William Lindsay Gresham was a cult writer; one of those authors who owe their success to the prestige of their failure. Ruined and ill, he ended his life at age 53 in a New York hotel room. His novel The alley of lost souls (Sakhalin), published in the mid-1940s, was made into a film by Edmund Goulding and featured Tyrone Power in the lead role. This year the remake by Guillermo del Toro when we have the information.
It is a macabre tale, wrapped up in the cruelty of one of the many traveling monster fairs that became popular in North America during the first half of the last century. An atrocious spectacle where biological deformations were exposed to the sight of a morbid public.
This comes in handy because, inside Coney Island’s Luna Park amusement park, there was once an attraction that included a display of premature babies. Said like that, it can be creepy.
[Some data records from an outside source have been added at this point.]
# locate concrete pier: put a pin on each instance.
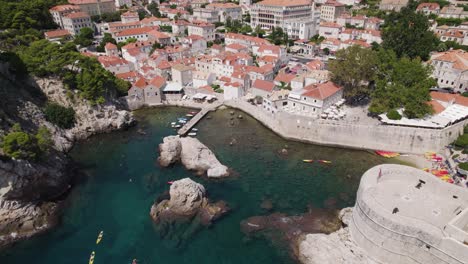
(192, 122)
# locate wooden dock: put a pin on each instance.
(194, 120)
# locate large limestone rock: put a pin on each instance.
(193, 154)
(90, 119)
(335, 248)
(187, 199)
(170, 150)
(27, 196)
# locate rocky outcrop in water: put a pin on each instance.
(335, 248)
(29, 190)
(28, 193)
(90, 119)
(193, 155)
(187, 199)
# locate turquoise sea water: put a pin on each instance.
(123, 180)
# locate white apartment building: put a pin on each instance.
(95, 7)
(451, 69)
(286, 14)
(331, 10)
(226, 10)
(129, 17)
(313, 99)
(74, 22)
(58, 12)
(205, 30)
(182, 74)
(121, 3)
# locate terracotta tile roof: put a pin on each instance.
(321, 91)
(77, 15)
(284, 77)
(459, 58)
(430, 6)
(141, 83)
(158, 35)
(284, 2)
(222, 5)
(110, 46)
(61, 8)
(83, 2)
(450, 98)
(134, 31)
(315, 65)
(236, 46)
(330, 24)
(263, 85)
(333, 3)
(158, 81)
(438, 108)
(129, 14)
(57, 33)
(108, 61)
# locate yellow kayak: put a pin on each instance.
(91, 258)
(101, 234)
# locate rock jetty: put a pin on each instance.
(187, 200)
(193, 154)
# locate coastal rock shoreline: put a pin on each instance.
(187, 199)
(31, 193)
(193, 154)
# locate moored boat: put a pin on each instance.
(91, 258)
(101, 234)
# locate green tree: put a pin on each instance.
(63, 117)
(401, 83)
(354, 68)
(85, 37)
(407, 34)
(20, 145)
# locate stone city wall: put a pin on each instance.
(409, 241)
(352, 135)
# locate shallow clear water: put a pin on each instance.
(123, 180)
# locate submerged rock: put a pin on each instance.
(187, 199)
(193, 155)
(335, 248)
But if we take into account the scientific reason that justified the exhibition, everything that was sinister goes to the background.
The result was encouraging thanks to the work of Dr. Martin A. Couney, an untitled Polish physician who dedicated himself to saving the lives of premature babies who made their way into his incubators; Very rudimentary machines compared to the current ones, which Couney called peanut roasters because of their similarity to the devices that were used to roast peanuts.
At the beginning of the last century, facilities for premature babies were scarce in American hospitals. So much so that most preterm births had a deadly effect on newborn babies.
You have to put yourself in the time. At the beginning of the last century, facilities for premature babies were scarce in American hospitals. So much so that most preterm births had a deadly effect on newborn babies. Faced with this setback, many of the parents found a miracle at the Coney Island fair, because, although their babies were exposed as an attraction inside the incubators, they managed to save their lives. Being born early was no longer a tragedy.
Another detail to keep in mind was that Dr. Martin Couney did not charge them for it. The attraction was advertised at a price of 25 cents; money that people gladly paid. Since 1903, and for forty long years, this geek trade fair was the only hope to save the lives of premature babies.
It seems that Martin A. Couney discovered the incubator at the 1896 Berlin World Fair. Shortly afterwards, he emigrated to the United States where he would put his attraction into practice, announced with a poster where he had written: “Everybody loves babies ”. To reinforce the propaganda, he hired a handsome man named Archibald Leach to serve as a hook by shouting the slogan: “Don’t pass the babies, don’t miss them.” In time, Archibald Leach would change the name to Cary Grant.
A whole story to be taken to the cinema; a potential film that serves as an example when confirming how the environment is one of the essential parts of living beings. For this reason, beings born before their time lose their relationship with the environment from the moment they leave the placenta. This is where science comes into play, in this case with a scientific advance such as the incubator, coupled with the arts of a fairground charlatan who, without being a doctor, dedicated himself to saving lives by taking advantage of the morbidity of the public.
Martin A. Couney, the Incubator Doctor, died in 1950 at the age of eighty, ruined and forgotten, in the same way that William Lindsay Gresham did. But unlike the writer, Dr. Couney owed his failure to the prestige of his success. Since the peanut roasters were working, all the hospitals set up incubator rooms. With this, after World War II, the fair for premature babies ceased to exist.
The stone ax is a section where Montero Glez, with a will to prose, he exercises his particular siege to scientific reality to show that science and art are complementary forms of knowledge.